Re: [xsl] Implementation Advice: Grouping Strings by Character Range in XSLT 2

Subject: Re: [xsl] Implementation Advice: Grouping Strings by Character Range in XSLT 2
From: Dimitre Novatchev
Date: Fri, 29 Apr 2016

I am at work and don't have the time for a complete/tested
implementation, but one can use the function string-to-codepoints()
and then perform on the result:

<xsl:for-each-group select="$theCodepoints"

 . . . . . . . .


On Fri, Apr 29, 2016, Eliot Kimber wrote:
<xsl-list-service@xxxxxxxxxxxxxxxxxxxxxx> wrote:
> Using XSLT 2, I have a requirement to take text and group contiguous
> sequences of characters in markup according to a given character range the
> characters are in.

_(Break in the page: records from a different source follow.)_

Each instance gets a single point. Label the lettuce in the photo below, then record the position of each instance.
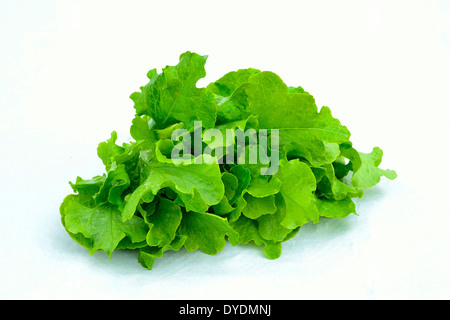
(298, 167)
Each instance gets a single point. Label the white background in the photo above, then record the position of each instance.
(67, 69)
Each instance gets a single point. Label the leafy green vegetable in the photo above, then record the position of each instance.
(150, 200)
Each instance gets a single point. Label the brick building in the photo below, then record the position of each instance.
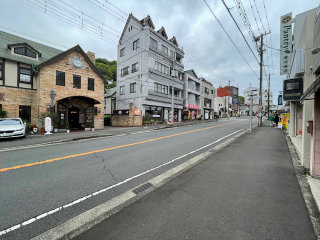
(29, 71)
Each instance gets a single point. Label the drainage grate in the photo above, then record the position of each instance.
(142, 188)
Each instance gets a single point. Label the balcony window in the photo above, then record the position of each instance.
(164, 50)
(132, 87)
(153, 43)
(161, 88)
(124, 71)
(135, 45)
(122, 52)
(25, 75)
(121, 90)
(135, 67)
(91, 84)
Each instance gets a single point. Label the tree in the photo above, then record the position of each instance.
(241, 99)
(107, 68)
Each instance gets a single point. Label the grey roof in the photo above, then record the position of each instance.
(109, 92)
(10, 39)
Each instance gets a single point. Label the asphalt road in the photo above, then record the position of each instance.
(247, 191)
(37, 180)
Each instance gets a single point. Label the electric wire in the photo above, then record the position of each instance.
(221, 25)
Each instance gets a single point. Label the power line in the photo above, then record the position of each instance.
(254, 15)
(245, 19)
(240, 30)
(254, 1)
(271, 51)
(230, 38)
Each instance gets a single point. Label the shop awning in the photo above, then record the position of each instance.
(312, 89)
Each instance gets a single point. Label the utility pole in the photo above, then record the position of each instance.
(228, 99)
(261, 74)
(269, 97)
(172, 100)
(251, 102)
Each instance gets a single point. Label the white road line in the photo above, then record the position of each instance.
(3, 232)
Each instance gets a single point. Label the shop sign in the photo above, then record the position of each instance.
(47, 125)
(292, 89)
(285, 42)
(193, 106)
(280, 100)
(137, 112)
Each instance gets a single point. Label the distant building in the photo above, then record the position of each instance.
(230, 92)
(255, 93)
(149, 70)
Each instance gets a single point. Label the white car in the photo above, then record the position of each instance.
(12, 128)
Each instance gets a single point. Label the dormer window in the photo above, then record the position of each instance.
(25, 51)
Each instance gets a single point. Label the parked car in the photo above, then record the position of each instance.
(12, 128)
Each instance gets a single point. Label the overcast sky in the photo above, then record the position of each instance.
(208, 49)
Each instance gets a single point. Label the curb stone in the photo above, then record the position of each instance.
(81, 223)
(305, 188)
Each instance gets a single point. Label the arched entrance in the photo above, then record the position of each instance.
(77, 112)
(73, 117)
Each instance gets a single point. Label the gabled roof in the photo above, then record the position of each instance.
(10, 46)
(174, 41)
(78, 49)
(163, 32)
(191, 72)
(127, 23)
(148, 20)
(10, 40)
(109, 92)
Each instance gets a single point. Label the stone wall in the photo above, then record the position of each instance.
(48, 82)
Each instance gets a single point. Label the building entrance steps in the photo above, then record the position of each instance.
(247, 190)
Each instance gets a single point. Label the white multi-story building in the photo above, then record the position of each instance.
(222, 105)
(149, 67)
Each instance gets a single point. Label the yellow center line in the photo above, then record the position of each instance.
(110, 148)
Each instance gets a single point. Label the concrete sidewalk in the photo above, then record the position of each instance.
(248, 190)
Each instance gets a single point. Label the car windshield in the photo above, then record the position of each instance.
(9, 121)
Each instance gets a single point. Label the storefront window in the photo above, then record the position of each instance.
(25, 113)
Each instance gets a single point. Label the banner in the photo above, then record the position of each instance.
(285, 43)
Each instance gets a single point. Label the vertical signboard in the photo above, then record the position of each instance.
(280, 100)
(285, 43)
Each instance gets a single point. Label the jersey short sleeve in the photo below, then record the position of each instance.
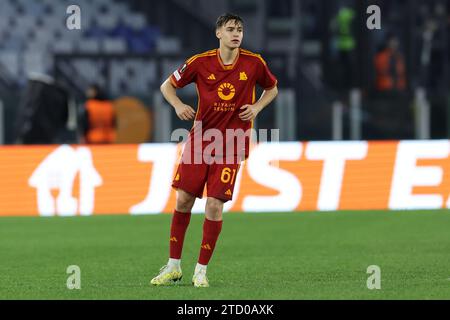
(184, 75)
(265, 77)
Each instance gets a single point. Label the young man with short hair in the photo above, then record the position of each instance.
(226, 79)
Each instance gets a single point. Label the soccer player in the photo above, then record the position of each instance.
(226, 79)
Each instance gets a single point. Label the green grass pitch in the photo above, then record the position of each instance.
(258, 256)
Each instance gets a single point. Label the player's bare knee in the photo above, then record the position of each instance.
(214, 208)
(185, 201)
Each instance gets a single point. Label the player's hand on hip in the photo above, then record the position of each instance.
(249, 112)
(185, 112)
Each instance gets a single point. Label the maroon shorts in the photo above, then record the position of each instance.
(219, 179)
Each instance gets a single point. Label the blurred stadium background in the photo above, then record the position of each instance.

This is to support the application of range-specific
> fonts to text in HTML.
> I have a static definition of the character ranges for a given national
> language and there shouldn't be any overlap between ranges. Given this
> static definition, I'm generating XSLT code to operate on text nodes in
> order to apply the range markup. The
> For example, given the text string "abcdefg" where range "R1" is "cde" and
> R2 is "g", the marked up result should be: abc<span
> class="R1">cde</span>f<span class="R2">g</span>
> My initial approach is to generate a template that takes the current
> language and the text node and then applies templates in a
> language-specific mode.
> For each language I'm then generating a template to do the range matching.
> My question, once I'm in a language-specific template for a text node,
> what is the most efficient and/or easiest to code way to map the string to
> ranges? Since I'm generating the code it doesn't have to be concise.
> I'm thinking along the lines of using analyze-string to match on any of
> the groups and then within the matching-substring clause have a choice
> group to determine which range actually matched. But it feels like I'm
> missing a more elegant way to determine the actual range.
> Or maybe there's a clearer/simpler/more efficient way using tail recursion?
> Thanks,
> Eliot